Humanos diferenciados por serem nossos filhos, nascidos num mundo em que tinham o direito à bondade e a chance de nunca precisarem abdicar de sua pureza. Participar de alguma forma disso era uma experiência maravilhosa! E eu mal podia esperar para dividi-la com Peg, assim como não conseguia evitar meu desejo de que John estivesse aqui, passando por novas situações exatamente como Lindsay. Como mãe, a sensação de ajudar a construir quem aqueles seres encantadores seriam era avassaladoramente boa, mas acompanhar enquanto cresciam por si mesmos em companhia de seus pares era ainda melhor.
Era isso que perdiam os pais que entregavam seus filhos como hospedeiros. As Almas que os ocupavam precisavam crescer também, adquirir todo conhecimento e experiência que faltava a seus corpos, mas a menos que também tivessem nascido na Terra não era a mesma coisa.

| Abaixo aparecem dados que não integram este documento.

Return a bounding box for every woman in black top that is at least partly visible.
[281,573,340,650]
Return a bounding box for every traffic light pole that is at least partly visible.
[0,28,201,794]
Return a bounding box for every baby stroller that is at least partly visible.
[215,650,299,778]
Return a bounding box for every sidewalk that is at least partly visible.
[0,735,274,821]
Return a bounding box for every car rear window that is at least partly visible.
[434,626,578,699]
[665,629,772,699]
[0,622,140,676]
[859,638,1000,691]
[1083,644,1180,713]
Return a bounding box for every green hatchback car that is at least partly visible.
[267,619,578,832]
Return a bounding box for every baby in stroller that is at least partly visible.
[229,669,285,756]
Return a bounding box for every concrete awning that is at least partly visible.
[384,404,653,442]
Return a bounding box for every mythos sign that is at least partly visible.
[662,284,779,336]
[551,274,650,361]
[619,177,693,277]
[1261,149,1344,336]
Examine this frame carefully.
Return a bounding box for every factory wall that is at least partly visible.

No que dizia respeito a eles, a Terra não era um mundo novo visto por olhos inocentes e puros. Era apenas um mundo novo. Selvagem. Diverso. Assustador até. Mas não realmente um desenho a que se acrescentavam traços novos e únicos a cada dia. Jamais a descoberta infinita proporcionada por um coração imaculado.

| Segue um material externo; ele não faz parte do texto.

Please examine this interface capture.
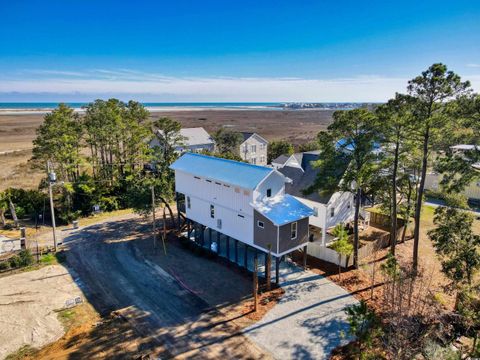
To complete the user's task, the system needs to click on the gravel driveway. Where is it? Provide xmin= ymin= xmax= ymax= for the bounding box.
xmin=244 ymin=262 xmax=357 ymax=360
xmin=64 ymin=219 xmax=269 ymax=359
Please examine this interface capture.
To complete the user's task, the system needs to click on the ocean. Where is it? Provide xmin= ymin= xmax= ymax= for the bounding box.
xmin=0 ymin=102 xmax=283 ymax=111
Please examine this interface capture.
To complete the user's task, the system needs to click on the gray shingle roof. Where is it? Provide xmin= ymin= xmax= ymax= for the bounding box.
xmin=278 ymin=151 xmax=333 ymax=204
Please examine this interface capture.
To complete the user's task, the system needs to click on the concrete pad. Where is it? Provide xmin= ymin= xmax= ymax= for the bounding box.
xmin=244 ymin=262 xmax=357 ymax=360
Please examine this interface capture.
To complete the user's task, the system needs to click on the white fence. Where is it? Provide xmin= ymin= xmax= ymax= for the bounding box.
xmin=307 ymin=241 xmax=353 ymax=267
xmin=0 ymin=238 xmax=22 ymax=255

O espanto das crianças com o mundo em que viviam nunca diminuía, sua delicadeza em lidar com ele jamais nos decepcionava. Eles eram naturalmente capazes de uma inteligência emocional que era constantemente incentivada e aprimorada. E com elas aprendíamos mais sobre ser Almas do que jamais poderíamos ensinar-lhes sobre ser humanos. Era paradoxal e lindo. Cada atitude infantil em que nos víamos misturados e refletidos restaurava nossa fé na humanidade e de que um dia este planeta poderia ser novamente entregue aos seus herdeiros e quem sabe, caso eles assim o desejassem, divididos conosco. Por isso o interesse do conselho.
Por influência de Logan — ou melhor, de Tempestade Solar, seu membro mais recente —, naquela manhã eles tinham sido persuadidos a visitar a escola, ao mesmo tempo que propostas do tipo estavam sendo espalhadas aos conselhos de todo o país. Lentamente, uma realidade de paz entre humanos e Almas ia se tornando cada vez mais palpável.
Essa era nossa vitória, o que Logan queria dizer com estarmos no caminho certo. Era um começo e, em nome de nossos filhos, não nos furtaríamos a percorrer todo o caminho lançando novas sementes. Um dia de cada vez.








[1] No século XVIII, devido a conflitos com os ingleses, muitos franceses saíram de uma colônia no Canadá e se estabeleceram em Nova Orleans, originando a cultura cajun a partir da influência mútua e convívio com os moradores locais.